LaFontaine stood tall in return to Michigan

Gophers goalie faced old teammates and a rowdy student section against his former school

by Julianna Landis

    Minnesota goaltender Jack LaFontaine has history with the Michigan Wolverines, and it’s something that has spurred questions since the preseason. Last weekend the questions finally got concrete answers when LaFontaine and the Gophers faced off against Michigan for the first time this year.

  LaFontaine spent two seasons with the Wolverines before spending a year in junior hockey with Penticton of the British Columbia Hockey League (BCHL) and ultimately rejoining college hockey with Minnesota. Those three years of experience make him the most seasoned of goaltenders on the roster for Minnesota, and head coach Bob Motzko said that as such an athlete there wasn’t anything special he felt LaFontaine needed to hear. Motzko told LaFontaine that he was happy for him, but their talks before the game were more focused on the long-term instead of just one game, Motzko said. 

   Something that LaFontaine had to contend with in his return was the voracity of Michigan’s student section, dubbed “The Children of Yost” after former Wolverines football coach and arena namesake Feilding Harris Yost. The fans doled out volleys of chirps about him, said Lafontaine, “I take it for granted when I played there, I always knew they were enthusiastic but you start to play against them and you realize, ‘Wow, they are ruthless.'”  While LaFontaine insisted none of the chirps he heard were clean enough to repeat, he did say that the insults got oddly personal. “They knew too much stuff, it was weird, we’ll leave that out, but they were interesting… they had ex-girlfriend dirt, I mean they had everything, man. They were good.” 

  Even with the crowd set against him, LaFontaine had a standout night in the Friday game, making a season-high thirty-three stops in the double-overtime thriller.
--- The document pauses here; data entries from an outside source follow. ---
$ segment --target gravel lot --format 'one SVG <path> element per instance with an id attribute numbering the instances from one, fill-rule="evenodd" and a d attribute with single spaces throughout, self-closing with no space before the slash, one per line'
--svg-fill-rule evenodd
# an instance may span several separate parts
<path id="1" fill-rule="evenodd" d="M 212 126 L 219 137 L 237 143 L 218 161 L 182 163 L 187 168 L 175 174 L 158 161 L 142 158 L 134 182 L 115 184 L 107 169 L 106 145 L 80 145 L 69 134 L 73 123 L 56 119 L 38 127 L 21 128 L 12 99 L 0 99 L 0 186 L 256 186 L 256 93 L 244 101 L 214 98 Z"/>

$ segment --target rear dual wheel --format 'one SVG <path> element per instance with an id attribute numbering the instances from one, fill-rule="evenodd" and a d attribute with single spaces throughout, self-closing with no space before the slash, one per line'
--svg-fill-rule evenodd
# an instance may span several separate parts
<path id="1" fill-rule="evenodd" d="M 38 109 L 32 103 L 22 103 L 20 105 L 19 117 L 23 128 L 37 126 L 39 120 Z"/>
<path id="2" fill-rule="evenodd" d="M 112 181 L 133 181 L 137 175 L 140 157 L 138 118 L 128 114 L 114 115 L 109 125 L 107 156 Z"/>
There had been a lot of buildup to the match given LaFontaine’s time in Ann Arbor, but he said that once he got into a flow of the game and faced a few shots it was like facing any other opponent, “The first three shots, obviously, you know, breathing a little heavy… I think it was the ten-minute mark in the first period where I started to really find myself, my game and calm down a little bit. It just became a Wolverine versus Gopher hockey game at that point.” LaFontaine said.    

  Defenseman Ryan Zuhlsdorf said that playing in Yost Arena is one of the few places he still gets nervous about as a senior and that LaFontaine responded well in the tough environment on and off the ice, ” I guess we’re kinda used to the chirps but that was kind of an ultra-sensitive one. He handled it great and kind of shut down the student crowd at the end of the game, so good for him. Great karma.” 

   With the matchup sometimes being made out to be something bigger than it was, LaFontaine said the team was very supportive of him and helped to ease some of the nervousness he felt before the game. It’s something he is better learning to handle as he gets older, LaFontaine said, “The anxiety’s always going to be there for me, it’s all about managing it and then embracing it. I’m naturally going to be nervous, I think being nervous is a good thing, it helps me prepare. I’ve got to use that as power, and I’m slowly learning that as a twenty-one year-old.” 

 Minnesota will begin a long home stretch this weekend with a series against Penn State.